C’est donc l’eau de la fameuse source ?
- Tout à fait. Et l’eau de cette source est très douce. Ça fait une dizaine d’années que je fais ce poulet et j’utilise toujours cette eau. D’après moi, ce goût si particulier ne peut s’expliquer que par l’eau que j’utilise...
- Cette eau est très douce.
- Oui, très douce. D’après moi, c’est plus sucré que de l’eau minérale ordinaire.
- Pour cette eau, je crois qu’on a fait le tour de la question, mais pour le poulet, vous pouvez nous en dire plus ?
- Regardez par là !
- Maman ! Il est si gros ! C’est bien le poulet qui sert à faire ce plat ?
- Oui, c’est le poulet fermier de Chongqing. Il est plus tendre. Et en plus, il est nourri au grain.
- D’ailleurs, pour ce qui est de la chair de ce poulet, on m’a dit que si cette espèce de poulet est si tendre et si bonne, c’est que ses fibres sont plus fines. Bon, nous avons un poulet et de l’eau de source, les principaux ingrédients sont tous là. Monsieur Li, j’en peux plus, moi. Allez vite me préparer ce plat !
- Goûtez-moi ça !
Le poulet de la source de Nanshan est un plat représentatif de la cuisine jianghu de Chongqing. Ce plat de poulet hors des sentiers battus nous rappelle en tout cas ses origines paysannes. On découpe des cubes de poulet de 2 centimètres de côté et on les fait mariner avec du poireau, du gingembre, du poivre chinois, du sel et du vin de cuisine avant de les faire frire dans une huile déjà frémissante.
Après quelques minutes, on enlève une partie de l’huile. On ajoute alors une préparation faite de poivre chinois, de piments séchés, d’ail, de haricots fermentés, de sucre candi et on fait sauter le tout puis, on verse une quantité appropriée d’eau de source.

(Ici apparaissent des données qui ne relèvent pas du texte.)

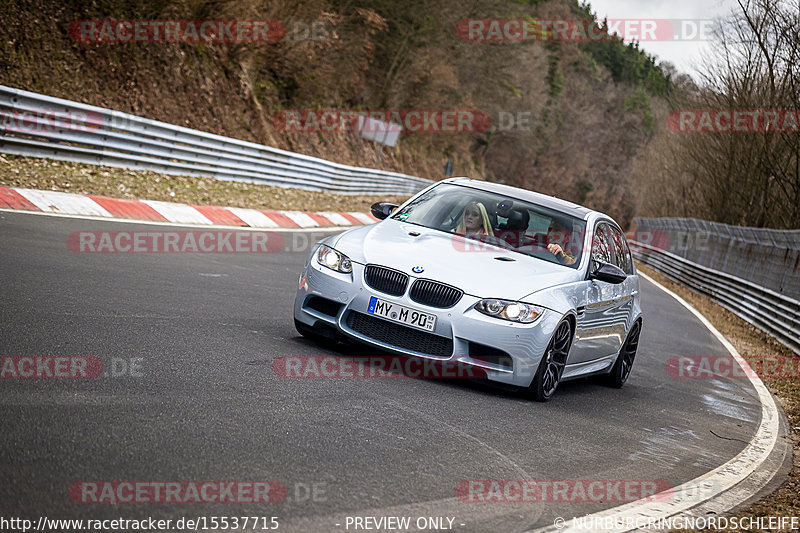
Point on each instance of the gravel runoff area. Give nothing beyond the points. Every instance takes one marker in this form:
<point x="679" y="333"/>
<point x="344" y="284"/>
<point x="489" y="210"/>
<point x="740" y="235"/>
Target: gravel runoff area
<point x="64" y="176"/>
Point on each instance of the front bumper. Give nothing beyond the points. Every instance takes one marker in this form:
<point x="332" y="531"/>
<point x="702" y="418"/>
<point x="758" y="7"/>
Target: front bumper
<point x="460" y="325"/>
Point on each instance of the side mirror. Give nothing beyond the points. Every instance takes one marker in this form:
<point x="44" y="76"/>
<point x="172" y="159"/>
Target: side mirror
<point x="382" y="210"/>
<point x="608" y="273"/>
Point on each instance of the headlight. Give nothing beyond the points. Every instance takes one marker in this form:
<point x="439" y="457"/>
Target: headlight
<point x="330" y="258"/>
<point x="507" y="310"/>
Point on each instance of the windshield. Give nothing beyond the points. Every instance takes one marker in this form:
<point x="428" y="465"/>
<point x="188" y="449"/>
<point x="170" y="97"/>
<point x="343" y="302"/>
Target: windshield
<point x="516" y="225"/>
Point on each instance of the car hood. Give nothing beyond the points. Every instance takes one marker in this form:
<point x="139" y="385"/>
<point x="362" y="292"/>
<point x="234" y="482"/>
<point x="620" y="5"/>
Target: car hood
<point x="471" y="266"/>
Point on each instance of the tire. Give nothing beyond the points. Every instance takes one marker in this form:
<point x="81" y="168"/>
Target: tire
<point x="310" y="333"/>
<point x="548" y="375"/>
<point x="627" y="354"/>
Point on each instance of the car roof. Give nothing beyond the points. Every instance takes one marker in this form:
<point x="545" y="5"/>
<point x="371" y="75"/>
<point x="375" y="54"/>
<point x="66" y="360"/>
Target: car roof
<point x="551" y="202"/>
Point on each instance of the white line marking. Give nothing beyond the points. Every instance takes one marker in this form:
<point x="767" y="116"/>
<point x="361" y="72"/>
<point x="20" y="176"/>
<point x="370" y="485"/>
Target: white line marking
<point x="63" y="202"/>
<point x="253" y="218"/>
<point x="709" y="485"/>
<point x="178" y="212"/>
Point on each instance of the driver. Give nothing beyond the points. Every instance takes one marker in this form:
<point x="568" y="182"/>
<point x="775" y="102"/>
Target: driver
<point x="558" y="238"/>
<point x="474" y="220"/>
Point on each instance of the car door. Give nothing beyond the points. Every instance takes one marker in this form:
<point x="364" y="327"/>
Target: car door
<point x="601" y="321"/>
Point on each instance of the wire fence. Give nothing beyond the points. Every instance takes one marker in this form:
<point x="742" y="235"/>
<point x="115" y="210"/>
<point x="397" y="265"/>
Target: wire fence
<point x="753" y="272"/>
<point x="36" y="125"/>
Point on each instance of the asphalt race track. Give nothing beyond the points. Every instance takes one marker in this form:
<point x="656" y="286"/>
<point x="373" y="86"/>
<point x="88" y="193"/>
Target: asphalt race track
<point x="202" y="331"/>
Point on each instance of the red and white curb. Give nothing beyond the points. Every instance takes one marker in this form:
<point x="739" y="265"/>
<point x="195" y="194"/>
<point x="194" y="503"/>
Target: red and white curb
<point x="154" y="211"/>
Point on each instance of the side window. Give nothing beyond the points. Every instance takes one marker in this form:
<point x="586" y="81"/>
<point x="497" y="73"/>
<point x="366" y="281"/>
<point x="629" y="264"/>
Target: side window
<point x="601" y="250"/>
<point x="621" y="251"/>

On cuit ainsi à l’étouffée le poulet et les condiments dans une cocotte-minute pendant 10 minutes environ.
Enfin, on fait mijoter le tout dans un poellon jusqu’à ce que la sauce ait été absorbée. Voilà notre poulet fin prêt poivré, pimenté et moelleux à souhait ! Les différentes cuissons donnent un résultat des plus heureux et la chair du poulet, imprégnée de toutes ces saveurs, est aussi tendre que délicieuse. En fait, tout l’esprit de la cuisine jianghu de Chongqing est là : le respect absolu des saveurs au détriment des principes.